И он ушел.
* * *
– Какая же свинья, – процедил Рене, когда они с Оливером выходили из аэропорта, убедившись, что самолет Винса улетел. – Поверить не могу, что она могла с ним связаться.
– Она сказала вчера вечером, что он был очень обходительным, – заметил Оливер. – И был добр к ней. Поначалу.
– Женщины бывают такими дурами, когда дело касается мужчин, – Рене сел в машину на пассажирское сиденье. – Но она ведь сможет стать счастливой здесь, с нами, как ты считаешь?
– Надеюсь, что сможет.
– А я надеюсь, что ты будешь обращаться с ней лучше, чем этот урод, – покосился Рене на Оливера.
– Не говори ерунды, – отозвался Оливер. – И потом, Имоджен не готова пока к чему-то такому.
– А я думаю, Имоджен вполне готова ко всему, чего она хочет, – возразил Рене, пристегиваясь. – И я бы поостерегся ставить против нее.
* * *
Имоджен проснулась довольно поздно.

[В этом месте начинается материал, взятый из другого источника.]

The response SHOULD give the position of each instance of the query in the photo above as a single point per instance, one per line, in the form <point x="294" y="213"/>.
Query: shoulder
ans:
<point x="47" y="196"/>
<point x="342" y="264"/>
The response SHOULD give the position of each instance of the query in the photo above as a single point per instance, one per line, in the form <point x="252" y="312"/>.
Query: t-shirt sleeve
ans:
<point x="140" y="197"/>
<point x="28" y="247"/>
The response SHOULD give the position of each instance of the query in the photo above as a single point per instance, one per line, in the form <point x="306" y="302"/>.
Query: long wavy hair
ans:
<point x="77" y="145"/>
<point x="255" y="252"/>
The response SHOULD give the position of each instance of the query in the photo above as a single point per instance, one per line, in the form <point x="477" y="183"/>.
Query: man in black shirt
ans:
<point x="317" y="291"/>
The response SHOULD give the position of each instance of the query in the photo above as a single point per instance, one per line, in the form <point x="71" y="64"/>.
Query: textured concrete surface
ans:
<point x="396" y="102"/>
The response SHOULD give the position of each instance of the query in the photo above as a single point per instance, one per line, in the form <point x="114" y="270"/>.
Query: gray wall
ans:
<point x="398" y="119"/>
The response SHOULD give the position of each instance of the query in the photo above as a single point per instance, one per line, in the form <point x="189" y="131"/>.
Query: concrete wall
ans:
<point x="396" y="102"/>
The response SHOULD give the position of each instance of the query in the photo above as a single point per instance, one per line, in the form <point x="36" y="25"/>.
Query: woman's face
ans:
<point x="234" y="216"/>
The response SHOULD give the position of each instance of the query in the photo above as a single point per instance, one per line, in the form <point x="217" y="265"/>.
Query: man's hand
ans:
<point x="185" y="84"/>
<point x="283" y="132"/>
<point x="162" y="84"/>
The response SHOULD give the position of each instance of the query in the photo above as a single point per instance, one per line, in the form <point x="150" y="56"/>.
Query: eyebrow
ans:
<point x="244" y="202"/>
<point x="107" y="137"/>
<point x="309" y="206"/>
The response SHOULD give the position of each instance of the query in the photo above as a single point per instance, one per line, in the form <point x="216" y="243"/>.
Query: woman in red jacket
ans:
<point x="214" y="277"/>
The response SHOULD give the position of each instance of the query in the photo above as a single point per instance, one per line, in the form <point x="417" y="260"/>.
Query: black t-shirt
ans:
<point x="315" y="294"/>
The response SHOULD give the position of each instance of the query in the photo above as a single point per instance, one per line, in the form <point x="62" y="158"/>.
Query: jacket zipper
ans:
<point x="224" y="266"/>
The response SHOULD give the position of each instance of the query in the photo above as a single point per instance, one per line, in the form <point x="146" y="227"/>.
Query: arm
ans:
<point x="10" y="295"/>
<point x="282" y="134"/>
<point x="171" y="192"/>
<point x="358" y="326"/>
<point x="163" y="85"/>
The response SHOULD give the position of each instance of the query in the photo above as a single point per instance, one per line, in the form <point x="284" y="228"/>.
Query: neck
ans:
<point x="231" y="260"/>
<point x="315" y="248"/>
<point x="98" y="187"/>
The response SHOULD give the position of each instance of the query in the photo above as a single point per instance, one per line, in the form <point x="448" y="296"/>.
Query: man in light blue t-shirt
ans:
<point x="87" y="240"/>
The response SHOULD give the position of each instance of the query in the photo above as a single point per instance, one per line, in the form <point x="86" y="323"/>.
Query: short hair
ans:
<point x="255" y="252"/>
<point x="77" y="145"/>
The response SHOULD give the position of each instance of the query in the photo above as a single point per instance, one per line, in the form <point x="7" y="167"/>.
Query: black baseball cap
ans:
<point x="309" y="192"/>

Она охнула от ужаса, взглянув на часы, и побежала в ванную, где наскоро приняла душ, перед тем как одеться. Расчесав волосы, она тронула увлажняющим кремом лица и сбежала вниз по лестнице.
Люси сидела на террасе, читая газету.
– Как ты, малышка? – спросила она участливо. – Выглядишь существенно лучше.
– Хорошо, – ответила Имоджен. – Спасибо, что разрешили мне остаться.
– Ты здесь более чем желанный гость, – сказала Люси. – И ты ведь дождешься Оливера из аэропорта, да?
– Так они его выпроводили из города? – уголки губ Имоджен поползли вверх.
– Похоже на то, – согласилась Люси. – О, Жени, так жаль, что с тобой такое случилось.
– Вашей вины здесь точно нет. Я сама сделала такой ужасный выбор. Правда в том, что я хотела любить Винса больше, чем любила на самом деле. Убедила себя, что хорошо бы мне иметь рядом кого-то, кто будет заботиться обо мне, заботиться так сильно, что захочет вникать во все аспекты моей жизни.
– Разве до него ты не чувствовала заботы?
– Я чувствовала… – Имоджен помолчала, собираясь с мыслями. – Я всегда чувствовала себя как бы на вторых ролях, как будто всегда делала то, что хотели другие. А Винс поставил меня на первый план. Поначалу. В общем, я явно совершенно ничего не понимаю в людях.